On a running system :
Create a or several ramdisks with
Code:
mkfs.ext2 /dev/ram[0-9]
and copy needed files from /bin /sbin /lib /etc into it and
use something like
Code:
mkdir /mnt/ram0
mount /dev/ram0 /mnt/ram0
mkdir /mnt/ram0/old_root
mkdir -p /mnt/ram0 /mnt/ram0/bin /mnt/ram0/sbin /mnt/ram0/lib /mnt/ram0/proc /mnt/ram0/etc
cp -a /bin /mnt/ram0
cp -a /sbin /mnt/ram0
cp -a /lib/lib*.so* /mnt/ram0/lib
cp -ar /etc /mnt/ram0
mount -o move /proc /mnt/ram0/proc
chdir /mnt/ram0
pivot_root . old_root
cd /
umount -l old_root
fsck /dev/sda1
mount /dev/sda1 old_root
cd old_root
pivot_root . /mnt/ram0
umount -l /mnt/ram0
This would work best with a statically compiled busybox includig ash which has got fsck.ext[2-3] and of course statically compiled fsck's for /lib/lib*.so* could become too large .

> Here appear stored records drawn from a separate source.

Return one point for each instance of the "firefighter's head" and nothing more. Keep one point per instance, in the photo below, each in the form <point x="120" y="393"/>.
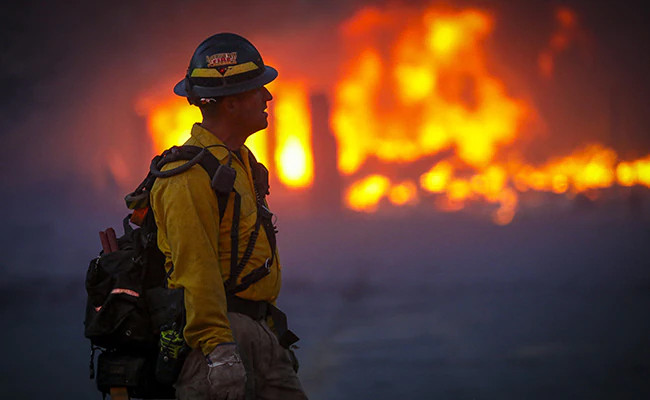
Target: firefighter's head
<point x="226" y="73"/>
<point x="222" y="65"/>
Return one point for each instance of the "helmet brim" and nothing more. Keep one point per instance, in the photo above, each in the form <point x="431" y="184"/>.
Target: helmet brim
<point x="266" y="77"/>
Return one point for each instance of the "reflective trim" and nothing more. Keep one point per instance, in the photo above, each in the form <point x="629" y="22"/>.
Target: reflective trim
<point x="125" y="291"/>
<point x="229" y="71"/>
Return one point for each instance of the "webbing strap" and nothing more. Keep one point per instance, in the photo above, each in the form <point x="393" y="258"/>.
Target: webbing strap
<point x="199" y="155"/>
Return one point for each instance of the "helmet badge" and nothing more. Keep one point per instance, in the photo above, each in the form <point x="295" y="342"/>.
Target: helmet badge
<point x="216" y="60"/>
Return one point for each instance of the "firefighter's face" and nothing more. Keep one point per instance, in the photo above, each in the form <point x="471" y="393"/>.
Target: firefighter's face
<point x="250" y="110"/>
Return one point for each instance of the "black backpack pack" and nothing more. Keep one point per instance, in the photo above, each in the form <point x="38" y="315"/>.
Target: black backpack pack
<point x="132" y="317"/>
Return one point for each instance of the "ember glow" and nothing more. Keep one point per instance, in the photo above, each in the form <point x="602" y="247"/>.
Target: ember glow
<point x="169" y="123"/>
<point x="293" y="154"/>
<point x="420" y="118"/>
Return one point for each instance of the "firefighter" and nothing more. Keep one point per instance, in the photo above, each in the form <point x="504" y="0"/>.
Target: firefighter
<point x="223" y="254"/>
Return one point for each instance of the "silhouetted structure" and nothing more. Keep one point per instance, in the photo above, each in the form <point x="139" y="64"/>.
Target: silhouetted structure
<point x="326" y="190"/>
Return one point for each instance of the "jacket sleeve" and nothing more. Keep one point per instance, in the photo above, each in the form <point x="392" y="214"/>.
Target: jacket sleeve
<point x="187" y="215"/>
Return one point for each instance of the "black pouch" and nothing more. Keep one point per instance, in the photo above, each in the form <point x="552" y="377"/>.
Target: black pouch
<point x="167" y="308"/>
<point x="135" y="372"/>
<point x="116" y="313"/>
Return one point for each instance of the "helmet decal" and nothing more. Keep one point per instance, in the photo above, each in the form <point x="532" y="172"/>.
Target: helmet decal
<point x="221" y="59"/>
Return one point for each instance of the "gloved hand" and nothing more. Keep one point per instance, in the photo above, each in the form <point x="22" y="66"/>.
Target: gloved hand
<point x="226" y="373"/>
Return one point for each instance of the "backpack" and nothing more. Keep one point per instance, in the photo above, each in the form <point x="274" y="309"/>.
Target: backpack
<point x="131" y="315"/>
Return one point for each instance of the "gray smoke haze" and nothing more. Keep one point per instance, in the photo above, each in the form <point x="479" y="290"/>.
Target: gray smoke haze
<point x="388" y="306"/>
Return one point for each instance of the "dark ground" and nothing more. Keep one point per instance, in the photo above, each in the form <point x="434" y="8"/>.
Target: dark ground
<point x="444" y="306"/>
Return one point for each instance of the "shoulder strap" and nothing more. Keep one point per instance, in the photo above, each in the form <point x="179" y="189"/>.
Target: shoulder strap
<point x="194" y="155"/>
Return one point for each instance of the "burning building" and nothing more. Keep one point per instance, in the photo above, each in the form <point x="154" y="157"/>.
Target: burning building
<point x="420" y="117"/>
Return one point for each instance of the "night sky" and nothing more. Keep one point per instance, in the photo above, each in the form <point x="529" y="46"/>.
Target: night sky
<point x="72" y="72"/>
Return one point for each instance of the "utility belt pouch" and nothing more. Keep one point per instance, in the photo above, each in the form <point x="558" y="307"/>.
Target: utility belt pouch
<point x="119" y="370"/>
<point x="167" y="310"/>
<point x="172" y="354"/>
<point x="135" y="372"/>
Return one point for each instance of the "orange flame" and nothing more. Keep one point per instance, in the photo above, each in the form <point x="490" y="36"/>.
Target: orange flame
<point x="293" y="155"/>
<point x="169" y="124"/>
<point x="417" y="85"/>
<point x="444" y="94"/>
<point x="565" y="34"/>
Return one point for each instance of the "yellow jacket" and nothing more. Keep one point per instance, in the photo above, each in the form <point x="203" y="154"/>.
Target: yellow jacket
<point x="197" y="245"/>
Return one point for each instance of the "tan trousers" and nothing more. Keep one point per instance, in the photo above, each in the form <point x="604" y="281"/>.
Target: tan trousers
<point x="269" y="369"/>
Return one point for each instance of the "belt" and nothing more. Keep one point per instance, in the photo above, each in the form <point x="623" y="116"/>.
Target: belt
<point x="259" y="310"/>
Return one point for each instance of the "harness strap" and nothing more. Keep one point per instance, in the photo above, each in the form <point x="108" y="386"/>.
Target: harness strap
<point x="200" y="155"/>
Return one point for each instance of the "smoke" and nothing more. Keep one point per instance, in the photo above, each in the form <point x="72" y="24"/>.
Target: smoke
<point x="73" y="72"/>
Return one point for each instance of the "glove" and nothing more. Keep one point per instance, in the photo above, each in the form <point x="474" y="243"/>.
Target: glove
<point x="226" y="373"/>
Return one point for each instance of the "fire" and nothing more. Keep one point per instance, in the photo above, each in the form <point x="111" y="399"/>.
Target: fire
<point x="293" y="155"/>
<point x="429" y="91"/>
<point x="565" y="34"/>
<point x="417" y="86"/>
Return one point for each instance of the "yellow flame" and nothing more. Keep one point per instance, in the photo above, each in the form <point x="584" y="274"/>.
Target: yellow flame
<point x="445" y="95"/>
<point x="437" y="178"/>
<point x="293" y="155"/>
<point x="365" y="194"/>
<point x="403" y="193"/>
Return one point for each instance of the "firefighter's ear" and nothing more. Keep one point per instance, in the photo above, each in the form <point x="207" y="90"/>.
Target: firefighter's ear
<point x="229" y="104"/>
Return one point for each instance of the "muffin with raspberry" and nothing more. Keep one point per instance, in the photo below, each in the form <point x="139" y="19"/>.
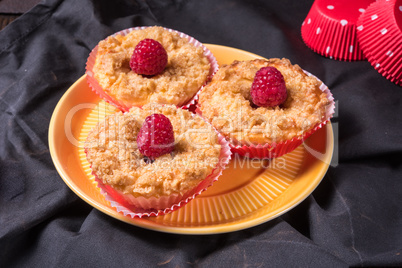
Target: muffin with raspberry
<point x="154" y="160"/>
<point x="265" y="108"/>
<point x="149" y="64"/>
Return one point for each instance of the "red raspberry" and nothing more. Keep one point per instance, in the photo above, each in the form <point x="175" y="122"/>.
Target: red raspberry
<point x="149" y="58"/>
<point x="268" y="88"/>
<point x="156" y="136"/>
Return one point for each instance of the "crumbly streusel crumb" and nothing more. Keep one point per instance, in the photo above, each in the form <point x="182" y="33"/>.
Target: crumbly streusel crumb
<point x="226" y="102"/>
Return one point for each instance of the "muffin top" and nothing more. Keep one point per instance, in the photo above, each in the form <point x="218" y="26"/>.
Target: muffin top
<point x="226" y="102"/>
<point x="186" y="71"/>
<point x="115" y="159"/>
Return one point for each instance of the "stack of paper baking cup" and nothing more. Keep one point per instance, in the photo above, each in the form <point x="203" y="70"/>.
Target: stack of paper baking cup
<point x="330" y="28"/>
<point x="380" y="36"/>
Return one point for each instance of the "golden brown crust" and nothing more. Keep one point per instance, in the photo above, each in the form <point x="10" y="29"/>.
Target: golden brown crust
<point x="187" y="69"/>
<point x="115" y="159"/>
<point x="226" y="102"/>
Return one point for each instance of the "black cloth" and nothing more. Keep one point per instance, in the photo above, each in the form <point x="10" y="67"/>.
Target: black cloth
<point x="353" y="218"/>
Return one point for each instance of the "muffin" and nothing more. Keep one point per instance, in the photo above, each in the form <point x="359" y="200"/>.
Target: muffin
<point x="149" y="184"/>
<point x="258" y="131"/>
<point x="109" y="70"/>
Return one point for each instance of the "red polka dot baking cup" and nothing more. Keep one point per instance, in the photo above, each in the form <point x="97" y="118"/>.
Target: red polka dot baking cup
<point x="380" y="37"/>
<point x="187" y="104"/>
<point x="330" y="28"/>
<point x="272" y="150"/>
<point x="139" y="207"/>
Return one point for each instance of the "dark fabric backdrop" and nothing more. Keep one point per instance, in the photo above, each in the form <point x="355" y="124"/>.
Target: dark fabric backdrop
<point x="353" y="218"/>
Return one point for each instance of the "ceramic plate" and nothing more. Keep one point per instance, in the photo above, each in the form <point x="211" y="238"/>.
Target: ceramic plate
<point x="248" y="193"/>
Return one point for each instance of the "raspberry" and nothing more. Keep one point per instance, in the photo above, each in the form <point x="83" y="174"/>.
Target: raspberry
<point x="149" y="58"/>
<point x="156" y="136"/>
<point x="268" y="88"/>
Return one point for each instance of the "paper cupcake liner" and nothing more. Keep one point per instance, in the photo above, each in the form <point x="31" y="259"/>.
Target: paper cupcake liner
<point x="330" y="29"/>
<point x="146" y="207"/>
<point x="94" y="85"/>
<point x="380" y="36"/>
<point x="273" y="150"/>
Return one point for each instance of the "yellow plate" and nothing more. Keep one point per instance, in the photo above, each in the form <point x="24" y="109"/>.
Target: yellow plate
<point x="248" y="193"/>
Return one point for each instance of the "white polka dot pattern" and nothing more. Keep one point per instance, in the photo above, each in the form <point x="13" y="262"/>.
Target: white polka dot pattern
<point x="330" y="29"/>
<point x="380" y="38"/>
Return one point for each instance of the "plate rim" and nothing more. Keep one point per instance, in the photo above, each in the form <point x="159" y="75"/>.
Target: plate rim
<point x="196" y="230"/>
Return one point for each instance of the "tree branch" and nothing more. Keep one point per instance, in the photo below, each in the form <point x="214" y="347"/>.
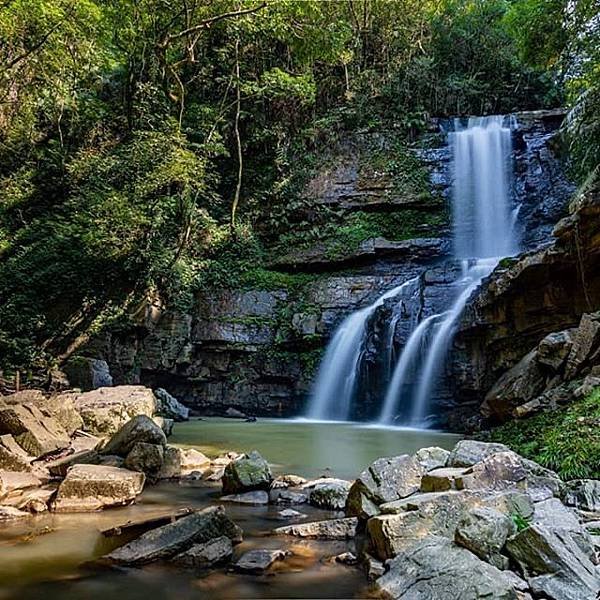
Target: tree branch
<point x="208" y="22"/>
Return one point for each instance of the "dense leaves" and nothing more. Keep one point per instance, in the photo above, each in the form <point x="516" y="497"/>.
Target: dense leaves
<point x="128" y="128"/>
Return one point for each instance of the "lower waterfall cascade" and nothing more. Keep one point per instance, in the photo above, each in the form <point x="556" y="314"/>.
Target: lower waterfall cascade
<point x="483" y="225"/>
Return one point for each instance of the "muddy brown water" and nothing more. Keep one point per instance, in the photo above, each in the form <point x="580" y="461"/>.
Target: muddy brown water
<point x="51" y="556"/>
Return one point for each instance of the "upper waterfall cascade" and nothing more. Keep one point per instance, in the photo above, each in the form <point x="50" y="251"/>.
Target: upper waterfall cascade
<point x="483" y="232"/>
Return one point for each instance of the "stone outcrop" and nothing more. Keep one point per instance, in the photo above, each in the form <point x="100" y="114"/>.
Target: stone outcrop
<point x="88" y="373"/>
<point x="94" y="487"/>
<point x="385" y="480"/>
<point x="206" y="555"/>
<point x="36" y="431"/>
<point x="329" y="495"/>
<point x="530" y="331"/>
<point x="258" y="560"/>
<point x="140" y="429"/>
<point x="437" y="568"/>
<point x="249" y="472"/>
<point x="106" y="410"/>
<point x="170" y="540"/>
<point x="180" y="462"/>
<point x="331" y="529"/>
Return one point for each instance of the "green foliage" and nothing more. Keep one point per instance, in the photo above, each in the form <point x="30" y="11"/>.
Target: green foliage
<point x="566" y="440"/>
<point x="118" y="146"/>
<point x="520" y="521"/>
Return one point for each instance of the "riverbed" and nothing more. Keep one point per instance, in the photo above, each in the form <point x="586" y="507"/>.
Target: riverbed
<point x="51" y="556"/>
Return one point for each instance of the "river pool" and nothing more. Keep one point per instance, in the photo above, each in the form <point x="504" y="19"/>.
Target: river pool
<point x="50" y="556"/>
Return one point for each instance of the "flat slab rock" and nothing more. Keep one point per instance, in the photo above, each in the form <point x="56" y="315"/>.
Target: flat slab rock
<point x="437" y="569"/>
<point x="175" y="538"/>
<point x="147" y="523"/>
<point x="94" y="487"/>
<point x="259" y="560"/>
<point x="105" y="410"/>
<point x="202" y="556"/>
<point x="256" y="498"/>
<point x="10" y="513"/>
<point x="332" y="529"/>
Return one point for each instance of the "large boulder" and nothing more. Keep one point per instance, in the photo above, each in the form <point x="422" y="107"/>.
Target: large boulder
<point x="88" y="373"/>
<point x="174" y="538"/>
<point x="330" y="495"/>
<point x="36" y="432"/>
<point x="331" y="529"/>
<point x="436" y="569"/>
<point x="583" y="494"/>
<point x="385" y="480"/>
<point x="432" y="457"/>
<point x="522" y="383"/>
<point x="13" y="481"/>
<point x="105" y="410"/>
<point x="146" y="458"/>
<point x="466" y="453"/>
<point x="14" y="461"/>
<point x="507" y="470"/>
<point x="206" y="555"/>
<point x="180" y="462"/>
<point x="94" y="487"/>
<point x="409" y="520"/>
<point x="554" y="564"/>
<point x="250" y="472"/>
<point x="169" y="407"/>
<point x="139" y="429"/>
<point x="554" y="349"/>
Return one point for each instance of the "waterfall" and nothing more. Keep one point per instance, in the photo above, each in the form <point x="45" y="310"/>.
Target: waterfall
<point x="337" y="377"/>
<point x="483" y="226"/>
<point x="483" y="232"/>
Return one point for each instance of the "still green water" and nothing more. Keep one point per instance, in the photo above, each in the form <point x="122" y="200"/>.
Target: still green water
<point x="50" y="556"/>
<point x="308" y="448"/>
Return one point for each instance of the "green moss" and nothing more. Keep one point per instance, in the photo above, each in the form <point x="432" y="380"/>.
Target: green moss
<point x="565" y="440"/>
<point x="397" y="226"/>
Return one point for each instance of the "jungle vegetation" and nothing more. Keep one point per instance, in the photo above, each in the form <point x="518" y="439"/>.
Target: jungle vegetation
<point x="150" y="147"/>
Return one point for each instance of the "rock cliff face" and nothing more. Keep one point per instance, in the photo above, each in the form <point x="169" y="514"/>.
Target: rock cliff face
<point x="256" y="350"/>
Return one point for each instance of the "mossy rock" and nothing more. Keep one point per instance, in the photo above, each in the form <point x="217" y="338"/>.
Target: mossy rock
<point x="250" y="472"/>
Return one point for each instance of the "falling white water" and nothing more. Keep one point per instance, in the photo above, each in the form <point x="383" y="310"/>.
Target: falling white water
<point x="483" y="231"/>
<point x="482" y="176"/>
<point x="336" y="381"/>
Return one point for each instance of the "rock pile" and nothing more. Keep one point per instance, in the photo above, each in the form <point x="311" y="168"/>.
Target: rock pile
<point x="52" y="458"/>
<point x="550" y="375"/>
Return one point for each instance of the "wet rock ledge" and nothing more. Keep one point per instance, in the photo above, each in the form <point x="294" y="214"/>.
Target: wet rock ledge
<point x="477" y="522"/>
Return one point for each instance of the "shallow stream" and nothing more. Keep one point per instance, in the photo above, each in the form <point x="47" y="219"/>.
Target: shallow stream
<point x="45" y="557"/>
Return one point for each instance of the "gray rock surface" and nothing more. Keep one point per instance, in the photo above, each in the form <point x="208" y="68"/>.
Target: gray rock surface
<point x="554" y="564"/>
<point x="385" y="480"/>
<point x="147" y="458"/>
<point x="484" y="532"/>
<point x="250" y="472"/>
<point x="169" y="407"/>
<point x="330" y="495"/>
<point x="468" y="452"/>
<point x="104" y="411"/>
<point x="258" y="560"/>
<point x="206" y="555"/>
<point x="257" y="497"/>
<point x="332" y="529"/>
<point x="94" y="487"/>
<point x="139" y="429"/>
<point x="167" y="541"/>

For a first better understanding try dl puppylinux 5series , which comes with a /sbin/init shellscript that contains this code .
AFAIK fsck needs the partition to be mounted read-only, not unmounted. But I don't know how the network connection is affected from this. (I have only done this localy in runlevel 1).